Bir iyiliğin karşılığını insanlardan beklemek, o ödülü dünyada istemek demektir. Oysa gerçek mümin, ödülünü ahirete bırakır ve sadece Allah’a yakınlık ister. İyiliklerini bir topluluğa adam toplamak, gösteriş yapmak, “hocam” denilmesi ya da “iyi insan” olarak anılmak gibi dünyevi amaçlar için yapanlar, maalesef iyiliğin ruhundan uzaklaşmışlardır.
Başa Kakmak ve Güzel Söz
Yaptığı iyiliği başa kakan, karşısındakini inciten bir kimsenin durumu, üzerinde biraz toprak bulunan kayaya benzer. Şiddetli bir yağmur geldiğinde üzerindeki toprağın tamamen gitmesi gibi, başa kakarak yapılan iyilikler de ahirette bir karşılık bulmaz ve boşa çıkar. Rabbimiz, böylesi bir davranış yerine, “başa kakarak incitme gelen sadakadan daha hayırlı olan tatlı bir dil ve bağışlama”yı emreder.
İnsanları Allah’a çağıran, O’nun ayetleriyle amel eden ve iyilik yapanların sözü en güzel sözdür. Bu söz, iyiliğe teşvik eden güzel bir söz, güler yüz ve tatlı bir dildir. İnsanları Allah’a çağırmak, ancak O’nun emirlerine uygun bir hayat sürerek ve örnek davranışlar sergileyerek mümkün olur.
Rabbimiz, iyilik yapanlara bolluk ve bereket vaat eder. Allah rızasını isteyerek yapılan küçük bir iyilik bile, bir tepe üzerinde yeşeren bahçe gibi iki kat ürün verebilir.
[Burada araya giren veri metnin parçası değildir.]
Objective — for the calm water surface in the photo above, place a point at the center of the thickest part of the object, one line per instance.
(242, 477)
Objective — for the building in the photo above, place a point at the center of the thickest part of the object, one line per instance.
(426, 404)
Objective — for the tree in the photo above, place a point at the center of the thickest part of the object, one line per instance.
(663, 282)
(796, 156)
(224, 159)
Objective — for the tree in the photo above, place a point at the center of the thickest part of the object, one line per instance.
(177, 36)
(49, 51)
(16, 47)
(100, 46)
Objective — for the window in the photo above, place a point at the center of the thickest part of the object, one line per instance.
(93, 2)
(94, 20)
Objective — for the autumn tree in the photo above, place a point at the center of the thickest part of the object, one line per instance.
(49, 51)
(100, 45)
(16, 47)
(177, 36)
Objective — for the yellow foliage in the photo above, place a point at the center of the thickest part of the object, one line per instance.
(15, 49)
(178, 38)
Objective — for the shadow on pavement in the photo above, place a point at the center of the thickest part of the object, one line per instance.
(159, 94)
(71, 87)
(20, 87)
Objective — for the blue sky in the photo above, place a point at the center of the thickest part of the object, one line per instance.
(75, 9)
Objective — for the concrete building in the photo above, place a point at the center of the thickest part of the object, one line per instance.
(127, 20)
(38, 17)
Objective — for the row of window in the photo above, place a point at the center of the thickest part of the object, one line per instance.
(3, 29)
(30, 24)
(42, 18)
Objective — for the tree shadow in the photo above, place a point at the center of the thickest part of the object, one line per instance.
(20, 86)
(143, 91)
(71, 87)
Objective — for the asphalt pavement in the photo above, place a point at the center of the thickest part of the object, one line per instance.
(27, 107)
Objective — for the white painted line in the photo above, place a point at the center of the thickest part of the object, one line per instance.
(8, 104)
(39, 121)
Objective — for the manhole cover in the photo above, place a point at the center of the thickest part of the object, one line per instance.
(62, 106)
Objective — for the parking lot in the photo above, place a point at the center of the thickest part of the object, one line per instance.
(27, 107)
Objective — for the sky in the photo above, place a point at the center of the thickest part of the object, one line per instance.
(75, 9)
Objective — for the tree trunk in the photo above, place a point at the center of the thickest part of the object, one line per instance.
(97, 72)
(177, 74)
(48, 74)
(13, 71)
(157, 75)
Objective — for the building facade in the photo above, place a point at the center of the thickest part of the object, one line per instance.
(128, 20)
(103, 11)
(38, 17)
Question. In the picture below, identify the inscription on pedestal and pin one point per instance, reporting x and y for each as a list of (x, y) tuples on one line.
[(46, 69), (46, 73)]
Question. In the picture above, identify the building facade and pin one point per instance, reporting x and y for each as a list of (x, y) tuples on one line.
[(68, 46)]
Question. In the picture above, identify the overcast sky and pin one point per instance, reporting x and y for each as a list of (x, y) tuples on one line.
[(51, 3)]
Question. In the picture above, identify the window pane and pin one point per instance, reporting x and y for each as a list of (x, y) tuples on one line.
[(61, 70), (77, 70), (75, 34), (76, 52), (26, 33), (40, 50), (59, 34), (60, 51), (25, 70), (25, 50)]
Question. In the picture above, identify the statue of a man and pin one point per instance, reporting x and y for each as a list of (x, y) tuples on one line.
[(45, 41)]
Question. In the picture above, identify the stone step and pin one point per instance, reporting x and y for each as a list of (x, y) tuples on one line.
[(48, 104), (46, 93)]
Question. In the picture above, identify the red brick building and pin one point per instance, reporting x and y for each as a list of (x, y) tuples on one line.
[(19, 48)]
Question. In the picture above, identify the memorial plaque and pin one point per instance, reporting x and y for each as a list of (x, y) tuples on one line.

Peki, iyilik yapmaya kimden başlamalıyız? Kur’an, Nisa Suresi’nde bu konuda bir sıralama verir:
Ana ve baba
Akrabalar
Yetimler
Yoksullar
Yakın ve uzak komşular
Yanımızdaki arkadaşlar
Yolda kalanlar
Ve sahip olduklarımız…
Bu sıralamada en çok ihtiyacı olana öncelik vermeliyiz. Eğer iyilik yapmaktan kaçınır ve başkalarının dertleriyle ilgilenmek istemezsek, Allah’ın kendini beğenip böbürlenenleri sevmediği uyarısıyla karşılaşırız. İnfak edeceğimiz şey ise, Bakara Suresi’nde belirtildiği gibi ihtiyaçtan fazlasıdır. Ancak ihtiyaçlarımız hiç bitmediği sürece infak edecek bir şey bulmak zorlaşır. Bu yüzden ne israf ne de cimrilik etmeden, orta yolu bulmak esastır.
Son olarak, iyilik yapmamızın önündeki en büyük engel şeytandır. Şeytan bizi fakirlikle korkutarak cimriliğe ve bencilliğe teşvik ederken, Allah lütfundan bolluk vaat eder. Bizim tercihimiz ise, şeytanın korkularından sıyrılıp Allah’ın vaadine güvenmek olmalıdır.